A contract for success
Outsourcing agreements that take a pure procurement approach and focus solely on lowering service costs almost always fail. Overemphasizing cost — and negotiating away the service provider's profit margin in the process — ultimately hurts the bottom line. It gives the service provider a disincentive to invest in the deal. Instead, they will be financially constrained to operate at the minimum service level until the company becomes dissatisfied and negotiates a change.
By maintaining a positive attitude during price negotiations, companies build a vendor's willingness to invest in their service offerings. This ultimately adds value, particularly when the outsourcer can improve application availability, user community support and risk management. Being specific about the added value each party anticipates helps to launch a positive and clear relationship. Understanding not only the cost of transitioning operations, but also transformation of services, must be achieved during the evaluation phase.
Preparatory financial analysis — the base case
Base case. A base case is a comprehensive internal financial picture of the IT function used to compare the pricing proposed by the potential vendors. Putting adequate focus on the completeness and accuracy of the base case is critical to a successful outsourcing evaluation.
Clearly identified retained costs. Even after outsourcing, a company will be responsible for certain internal functions. The agreement needs to clearly delineate tasks and responsibilities, establish governance parameters and develop the budget for retained costs.
Industry-standard unit costs. Convert a company's budgetary view of cost into industry-standard unit costs, such as 'cost per help desk call', 'cost per minute of processing power' or 'cost per hour of application development time'. When a vendor's pricing comes back in the same units, this facilitates a direct comparison and accurate gauge of relative performance levels and value.
Open dialogue with vendors. Participating in open dialogue about the base case while in a competitive mode prior to signing a contract gives the vendor a complete picture of a company's environment, and helps it price services accordingly. The highest level of a successful relationship is when the cost of the relationship (the price paid) balances with the value to be derived.

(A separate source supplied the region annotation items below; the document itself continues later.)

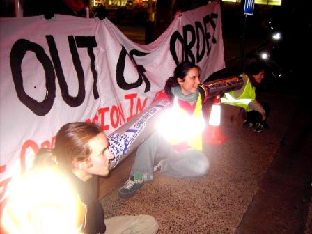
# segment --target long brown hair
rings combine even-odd
[[[181,79],[184,81],[189,70],[194,68],[196,68],[200,71],[199,67],[192,62],[184,61],[178,64],[173,72],[173,76],[168,78],[164,86],[164,91],[168,95],[169,100],[172,101],[174,98],[171,92],[171,88],[179,86],[178,78]]]
[[[88,160],[92,150],[88,143],[101,132],[101,127],[93,123],[67,123],[57,132],[53,149],[42,148],[39,150],[34,166],[52,164],[53,162],[57,161],[72,168],[75,161]]]

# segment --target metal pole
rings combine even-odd
[[[242,44],[240,45],[240,68],[243,68],[244,57],[245,52],[245,34],[246,34],[246,24],[247,24],[247,15],[245,14],[245,19],[244,22],[244,29],[242,31]]]
[[[14,7],[15,10],[15,17],[23,17],[23,6],[20,0],[14,0]]]

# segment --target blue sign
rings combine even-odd
[[[245,0],[245,5],[244,6],[244,14],[254,15],[254,8],[255,6],[255,0]]]

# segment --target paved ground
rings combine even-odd
[[[106,217],[148,214],[159,223],[159,233],[311,234],[311,116],[299,96],[259,91],[272,107],[268,130],[256,133],[235,124],[237,109],[222,105],[221,130],[228,139],[205,144],[208,174],[173,179],[157,173],[134,196],[121,199],[118,188],[130,155],[101,180]]]

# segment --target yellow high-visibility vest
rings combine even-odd
[[[247,76],[246,75],[242,75]],[[250,83],[249,79],[247,79],[247,82],[244,88],[243,92],[239,97],[235,97],[234,91],[224,93],[221,98],[221,102],[242,107],[246,111],[249,111],[249,104],[253,102],[256,98],[256,88]]]
[[[198,93],[198,98],[197,98],[196,104],[195,104],[195,109],[193,112],[193,114],[192,115],[191,119],[192,120],[192,123],[203,123],[203,117],[201,110],[201,96]],[[180,115],[181,118],[183,118],[184,117],[189,117],[189,114],[187,113],[187,111],[185,111],[184,109],[180,107],[180,106],[178,107],[176,109],[179,111],[179,116]],[[194,121],[194,122],[193,122]],[[187,124],[187,123],[186,123]],[[187,127],[180,126],[182,128],[187,129]],[[193,126],[187,126],[192,127]],[[203,125],[203,130],[204,126]],[[180,139],[175,139],[175,138],[170,138],[168,139],[169,143],[174,146],[174,145],[178,145],[183,142]],[[197,150],[203,150],[203,137],[202,137],[202,133],[198,132],[194,135],[192,135],[190,138],[189,138],[186,141],[187,145],[189,145],[190,147]]]

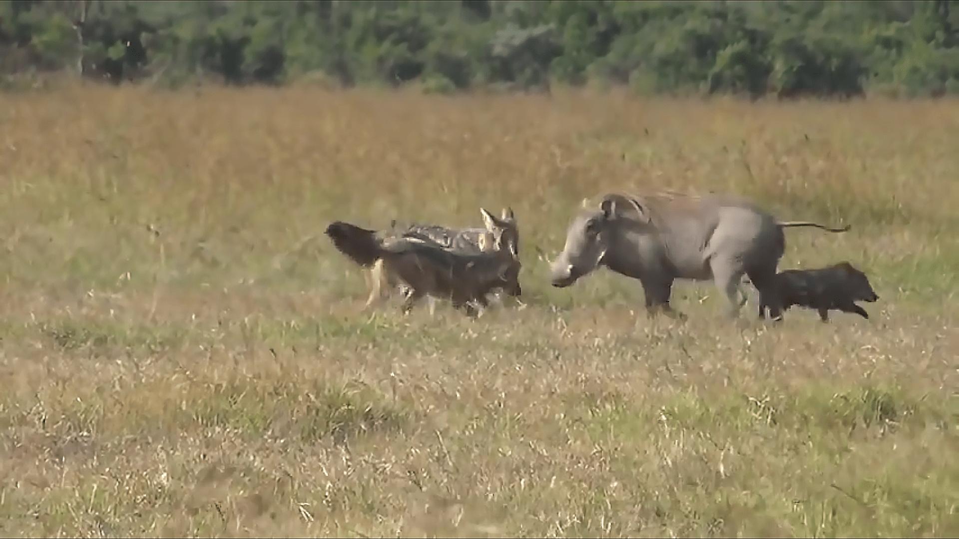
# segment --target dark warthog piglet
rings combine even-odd
[[[824,322],[829,321],[830,310],[869,318],[865,309],[855,302],[872,303],[879,298],[866,274],[849,262],[816,270],[785,270],[776,274],[775,286],[784,310],[793,305],[815,309]],[[760,301],[760,317],[766,317],[767,307]]]

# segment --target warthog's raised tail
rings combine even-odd
[[[825,224],[819,224],[818,223],[810,223],[807,221],[788,221],[786,223],[778,223],[777,224],[784,228],[787,226],[815,226],[816,228],[822,228],[823,230],[829,230],[830,232],[846,232],[850,228],[849,224],[843,226],[842,228],[832,228],[830,226],[826,226]]]
[[[383,254],[375,230],[336,221],[326,227],[326,235],[337,250],[364,268],[373,266]]]

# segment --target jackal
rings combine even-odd
[[[336,247],[357,264],[370,269],[367,282],[370,286],[369,297],[364,309],[385,299],[390,291],[398,287],[407,289],[395,275],[384,272],[383,262],[376,256],[375,246],[388,238],[411,238],[430,241],[440,247],[455,252],[478,253],[487,252],[495,248],[495,238],[503,238],[503,245],[511,249],[514,256],[519,256],[519,230],[512,208],[504,208],[502,217],[497,219],[485,208],[480,208],[485,228],[449,228],[435,224],[409,223],[400,224],[395,221],[390,227],[383,231],[369,230],[348,223],[336,222],[327,227],[326,234],[333,240]],[[383,286],[383,281],[386,286]],[[373,283],[380,283],[373,286]],[[409,290],[403,291],[404,296]]]
[[[486,296],[495,289],[503,289],[514,297],[523,293],[519,283],[521,264],[514,254],[515,247],[503,233],[494,234],[491,251],[461,252],[428,238],[382,239],[370,232],[339,222],[327,228],[327,234],[343,254],[359,264],[379,264],[371,297],[379,294],[385,281],[391,286],[391,279],[396,279],[408,287],[404,313],[409,313],[419,299],[430,296],[449,299],[455,308],[475,316],[473,303],[488,306]],[[340,247],[343,245],[348,246]]]

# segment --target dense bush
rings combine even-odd
[[[660,93],[959,90],[959,2],[0,2],[0,74]]]

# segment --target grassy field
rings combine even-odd
[[[0,95],[7,536],[959,533],[959,102]],[[749,196],[869,320],[684,322],[547,263],[584,197]],[[525,309],[362,312],[333,220],[517,215]],[[751,291],[752,292],[752,291]]]

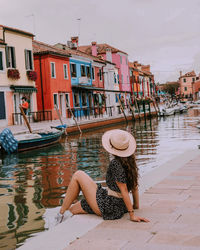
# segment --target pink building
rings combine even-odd
[[[96,48],[95,48],[96,46]],[[116,64],[119,73],[119,84],[121,91],[131,91],[130,79],[129,79],[129,66],[128,66],[128,54],[119,49],[116,49],[106,43],[96,44],[92,42],[92,45],[79,46],[79,50],[87,53],[93,54],[96,52],[97,56],[102,56],[103,59],[108,60],[106,56],[106,51],[111,50],[112,63]]]

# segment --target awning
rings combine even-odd
[[[37,89],[33,86],[14,86],[11,85],[10,88],[14,91],[14,92],[18,92],[18,93],[32,93],[32,92],[37,92]]]
[[[113,92],[113,93],[131,93],[130,91],[103,89],[103,88],[96,88],[96,87],[90,87],[90,86],[85,86],[85,85],[74,85],[74,86],[72,86],[72,88],[94,90],[94,91],[103,91],[103,92]]]

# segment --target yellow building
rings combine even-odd
[[[26,97],[29,111],[37,110],[33,34],[0,25],[0,123],[12,125],[20,118],[19,104]]]

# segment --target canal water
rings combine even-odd
[[[141,123],[113,126],[131,132],[137,142],[140,175],[200,145],[200,109]],[[101,146],[110,128],[70,136],[49,148],[0,160],[0,249],[15,249],[45,230],[43,214],[60,206],[72,174],[81,169],[95,181],[105,180],[109,154]]]

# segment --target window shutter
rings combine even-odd
[[[33,69],[33,55],[32,55],[32,51],[29,50],[28,53],[29,53],[29,64],[30,64],[29,67],[32,70]]]
[[[7,68],[10,67],[10,63],[9,63],[9,48],[8,48],[8,46],[6,46],[6,67]]]
[[[0,51],[0,70],[3,70],[3,53]]]
[[[16,68],[15,47],[11,47],[12,67]]]
[[[27,58],[27,49],[24,50],[24,57],[25,57],[25,68],[28,69],[28,58]]]

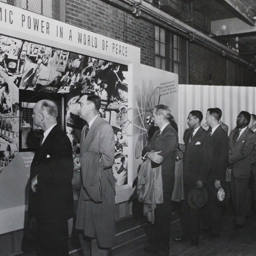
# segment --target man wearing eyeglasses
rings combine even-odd
[[[175,242],[185,242],[189,239],[193,246],[199,244],[199,215],[201,209],[190,208],[188,203],[188,194],[195,186],[203,188],[207,181],[212,163],[213,145],[211,135],[201,126],[203,114],[193,110],[188,115],[187,124],[190,128],[185,133],[185,152],[183,157],[183,175],[185,199],[183,202],[181,227],[183,236],[174,238]]]

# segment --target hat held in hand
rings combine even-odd
[[[196,187],[191,189],[188,196],[188,203],[193,209],[199,209],[203,207],[208,199],[208,192],[205,188],[199,189]]]
[[[228,186],[223,182],[221,183],[221,188],[219,189],[215,188],[215,191],[212,197],[214,203],[219,206],[226,205],[230,197],[230,192]]]

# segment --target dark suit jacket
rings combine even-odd
[[[115,245],[115,180],[112,165],[115,155],[115,137],[109,123],[98,116],[85,137],[85,126],[81,134],[80,161],[82,179],[84,179],[89,155],[94,152],[101,155],[105,187],[102,202],[95,203],[88,200],[83,186],[78,198],[76,228],[83,229],[84,234],[96,238],[99,247],[108,248]],[[86,160],[87,159],[87,160]],[[86,181],[83,180],[84,184]],[[86,200],[86,199],[87,199]]]
[[[247,179],[250,178],[251,153],[256,143],[256,133],[247,127],[235,143],[238,131],[238,129],[233,130],[229,135],[231,155],[229,162],[234,164],[232,171],[235,178]]]
[[[213,145],[210,133],[200,127],[192,138],[193,130],[185,133],[185,152],[183,159],[184,184],[195,185],[198,180],[206,183],[212,161]]]
[[[212,134],[212,140],[213,157],[208,181],[214,182],[217,180],[224,182],[229,155],[228,136],[220,125]]]
[[[171,192],[174,186],[175,161],[179,145],[179,139],[176,131],[171,124],[169,124],[157,137],[158,131],[154,134],[148,145],[142,150],[142,156],[151,150],[161,151],[159,154],[164,160],[161,164],[151,161],[152,168],[162,166],[163,190]]]
[[[30,180],[38,175],[36,192],[29,191],[28,214],[44,222],[65,221],[74,215],[71,180],[74,166],[71,142],[55,125],[37,149],[30,167]]]

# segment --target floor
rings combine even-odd
[[[179,211],[174,212],[172,219],[170,256],[256,255],[256,217],[254,212],[250,213],[244,228],[234,230],[232,223],[234,215],[231,209],[229,209],[222,220],[221,237],[212,240],[209,239],[207,235],[201,234],[199,245],[196,247],[192,247],[189,242],[177,243],[173,241],[172,238],[181,233]],[[116,246],[112,249],[111,256],[154,256],[154,254],[146,253],[143,250],[147,244],[147,224],[146,220],[141,218],[139,211],[133,217],[117,222],[116,231]],[[77,235],[74,234],[70,239],[69,254],[84,256]],[[35,253],[19,255],[36,256]]]

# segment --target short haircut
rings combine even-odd
[[[122,153],[117,153],[117,154],[115,155],[114,157],[115,159],[121,158],[121,162],[124,163],[124,161],[125,161],[125,156]]]
[[[170,121],[171,117],[173,117],[171,114],[171,109],[166,105],[156,106],[155,107],[155,113],[157,116],[162,116],[164,119],[168,121]]]
[[[221,118],[221,117],[222,116],[222,111],[221,111],[221,109],[220,108],[215,108],[215,109],[218,109],[220,111],[220,119]]]
[[[221,115],[222,113],[220,111],[221,111],[221,110],[218,108],[209,108],[207,110],[207,111],[209,112],[209,114],[212,116],[214,116],[214,118],[219,121],[220,120],[220,118],[221,117]]]
[[[254,121],[256,121],[256,115],[254,115],[254,114],[251,114],[251,118],[252,118]]]
[[[82,93],[80,95],[80,98],[85,95],[87,95],[87,100],[90,102],[92,102],[95,106],[95,108],[96,108],[97,111],[99,111],[100,109],[100,97],[92,93]]]
[[[202,121],[203,120],[203,116],[201,111],[192,110],[189,114],[191,114],[193,116],[195,116],[197,118],[198,118],[200,123],[201,123]]]
[[[251,114],[247,111],[241,111],[240,114],[244,116],[245,119],[248,121],[248,123],[249,123],[251,121]]]
[[[53,117],[57,118],[58,116],[58,106],[53,100],[43,100],[41,110]]]

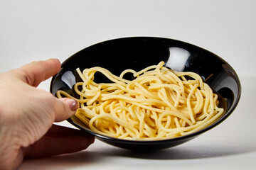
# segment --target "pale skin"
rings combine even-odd
[[[93,143],[87,133],[53,125],[79,107],[75,100],[58,99],[36,88],[60,68],[60,61],[50,59],[0,74],[1,169],[16,169],[24,159],[75,152]]]

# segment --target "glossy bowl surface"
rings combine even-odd
[[[133,149],[152,150],[176,146],[193,139],[215,127],[225,120],[237,106],[241,85],[232,67],[218,55],[196,45],[168,38],[132,37],[110,40],[86,47],[74,54],[63,64],[60,72],[50,84],[50,92],[64,90],[75,95],[72,89],[78,81],[75,72],[92,67],[102,67],[119,75],[124,69],[139,71],[148,66],[164,61],[166,66],[176,71],[193,72],[206,79],[206,82],[223,99],[220,103],[225,108],[225,113],[210,126],[186,136],[156,141],[132,141],[113,138],[90,130],[75,116],[69,123],[92,134],[100,140],[113,146]]]

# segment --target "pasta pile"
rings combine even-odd
[[[224,112],[218,95],[193,72],[178,72],[164,62],[140,72],[124,70],[119,76],[96,67],[77,72],[74,85],[80,108],[75,114],[91,130],[112,137],[158,140],[186,135],[216,120]],[[101,72],[112,83],[96,83]],[[132,73],[134,80],[123,78]],[[82,90],[81,90],[82,89]],[[63,91],[57,96],[73,98]]]

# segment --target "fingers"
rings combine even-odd
[[[60,69],[60,62],[58,59],[49,59],[31,62],[15,71],[23,81],[37,86],[43,81],[55,75]]]
[[[68,98],[55,98],[54,111],[55,121],[60,122],[73,115],[79,108],[79,103],[75,99]]]
[[[78,130],[54,125],[33,145],[23,148],[26,158],[50,157],[83,150],[94,142],[94,137]]]

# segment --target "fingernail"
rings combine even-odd
[[[75,111],[79,107],[78,101],[77,100],[68,99],[68,100],[66,100],[65,101],[68,103],[71,110],[73,110],[73,111]]]

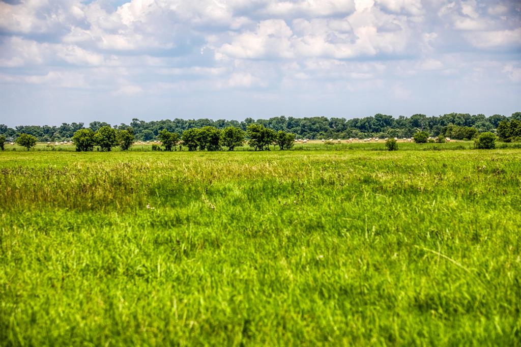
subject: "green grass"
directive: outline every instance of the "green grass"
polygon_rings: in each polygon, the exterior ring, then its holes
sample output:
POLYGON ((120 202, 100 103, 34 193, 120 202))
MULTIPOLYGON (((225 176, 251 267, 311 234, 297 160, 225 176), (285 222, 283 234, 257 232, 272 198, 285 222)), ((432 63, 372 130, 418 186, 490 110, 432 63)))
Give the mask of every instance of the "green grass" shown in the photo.
POLYGON ((519 345, 521 151, 353 144, 0 153, 0 345, 519 345))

Managing ongoing cost drivers
Well-measured, well-documented cost drivers. The company and vendor must understand the causes of cost fluctuations to manage them effectively. This is particularly important in a healthcare organization, where rates are regulated and cost drivers directly impact the rate structure.
Identified unit price escalators (e.g., COLA). Companies and vendors can build predictability into a contract by identifying what components of the price will escalate based on changes in the business and what the formulas are for determining the new prices.
Managing the relationship
Successful partnerships put significant effort in establishing an agreed-upon management and governance structure when the new operating model is implemented. This helps both the client and vendor to uphold their sections of the agreement and constantly work to meet contractual expectations.
Establishing clear and accurate service levels in an agreement documents expectations, protects against unanticipated pricing fluctuations and helps companies measure a vendor's success. Education and communication with business units is critical throughout the outsourcing process to ensure a clear understanding of the service levels to expect, new procedures to follow and the impact of employee behaviors on vendor costs.
Author Information:Sally Goostrey and Denis Desjardins are principals at The W Group (Malvern, Pa.), a technology-management consulting firm.